World Scout Movement commits 1 billion hours of community service
Scott Teare, Secretary General of the World Organization of the Scout Movement (WOSM), announced on behalf of the 40 million Scouts worldwide that the Movement will intensify its efforts in making the world a better place during the COP21 event on 9 December 2015, in Paris, France.
“I am proud to announce that 40 million Scouts across 223 countries and territories are committing a further 1 billion hours of community service as a contribution to the achievement of the Sustainable Development Goals – inspiring their communities, taking responsibility for shaping a better world. This is our Scout Promise,” the Secretary General said.
Since 2012, Scouts around the world have already contributed more than 639 million service hours covering over six million community projects through activities and initiatives in the Better World framework, namely Messengers of Peace, World Scout Environment Programme and Scouts of the World Award.
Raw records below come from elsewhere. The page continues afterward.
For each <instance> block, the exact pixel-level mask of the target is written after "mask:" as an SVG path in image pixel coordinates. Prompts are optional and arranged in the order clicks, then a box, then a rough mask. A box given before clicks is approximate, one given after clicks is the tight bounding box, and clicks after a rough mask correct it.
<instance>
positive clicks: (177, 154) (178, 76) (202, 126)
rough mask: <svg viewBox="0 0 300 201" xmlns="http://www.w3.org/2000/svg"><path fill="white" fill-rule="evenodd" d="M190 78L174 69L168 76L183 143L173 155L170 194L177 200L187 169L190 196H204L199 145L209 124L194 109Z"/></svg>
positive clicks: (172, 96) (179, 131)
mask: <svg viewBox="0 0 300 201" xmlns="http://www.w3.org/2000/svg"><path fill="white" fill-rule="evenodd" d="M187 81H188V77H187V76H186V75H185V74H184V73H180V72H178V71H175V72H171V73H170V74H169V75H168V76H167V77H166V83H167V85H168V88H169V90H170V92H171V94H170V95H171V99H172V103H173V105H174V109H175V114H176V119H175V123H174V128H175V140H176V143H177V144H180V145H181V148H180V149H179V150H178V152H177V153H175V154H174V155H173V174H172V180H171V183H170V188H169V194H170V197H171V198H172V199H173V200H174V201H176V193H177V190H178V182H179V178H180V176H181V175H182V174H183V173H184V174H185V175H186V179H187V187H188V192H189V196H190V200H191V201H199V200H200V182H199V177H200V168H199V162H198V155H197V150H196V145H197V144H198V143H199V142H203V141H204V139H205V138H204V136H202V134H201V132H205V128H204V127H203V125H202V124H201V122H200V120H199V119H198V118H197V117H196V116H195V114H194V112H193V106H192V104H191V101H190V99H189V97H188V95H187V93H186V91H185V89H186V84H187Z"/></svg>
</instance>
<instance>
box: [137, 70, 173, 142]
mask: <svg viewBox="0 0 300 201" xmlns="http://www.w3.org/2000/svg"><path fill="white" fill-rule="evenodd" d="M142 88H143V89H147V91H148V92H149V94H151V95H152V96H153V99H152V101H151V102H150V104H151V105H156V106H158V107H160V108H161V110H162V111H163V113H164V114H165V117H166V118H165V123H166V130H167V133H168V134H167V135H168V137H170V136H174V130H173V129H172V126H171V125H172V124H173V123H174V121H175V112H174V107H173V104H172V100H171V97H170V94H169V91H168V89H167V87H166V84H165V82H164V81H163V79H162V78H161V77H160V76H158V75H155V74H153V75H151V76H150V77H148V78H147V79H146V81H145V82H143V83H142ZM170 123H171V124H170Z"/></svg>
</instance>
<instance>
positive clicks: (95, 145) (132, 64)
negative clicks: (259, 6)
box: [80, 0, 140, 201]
About 40% of the over 639 million service hours were coming out of environmental projects.
The World Organization of the Scout Movement and the World Association of Girl Guides and Girl Scouts (WAGGGS) issued a joint statement on 4 December calling on all parties to include young people in defining the solutions to the climate change issue given that they are the generation which will be affected. Both WOSM and WAGGGS are present and contributing to the COP21 debates in Paris.
During the COP21 event hosted by Corinne Lepage, in charge of a Mission for French President François Hollande on the Rights of Humanity, four Scouts representing the 40 million Scouts were given a “Youth Leadership Award for the Environment” recognising their contribution towards environmental and humanitarian relief efforts. In a video message, President Hollande congratulated the Scouts representatives for their leadership in environmental protection.
Ms Lepage said: “The Scouts truly deserve this Award for their tireless efforts in environmental conservation as well as in promoting peace and protecting the rights of humanity across borders, religions, gender and age. Back in October, I had challenged the Scouts to contribute further to create positive change in their local communities. I believe they have met the challenge, based on their commitment to produce 1 billion hours in community service projects.”
Scott Teare added: “Since the inception of World Scouting over 100 years ago, Scouts around the world have been taking action to address environmental and natural disaster issues in their communities and countries – from disaster response efforts in Haiti, Madagascar, Nepal and the Philippines, to initiating the Trees For The World campaign in Ecuador, Canada and Kenya, coral reef restoration and mangrove tree planting in Indonesia.”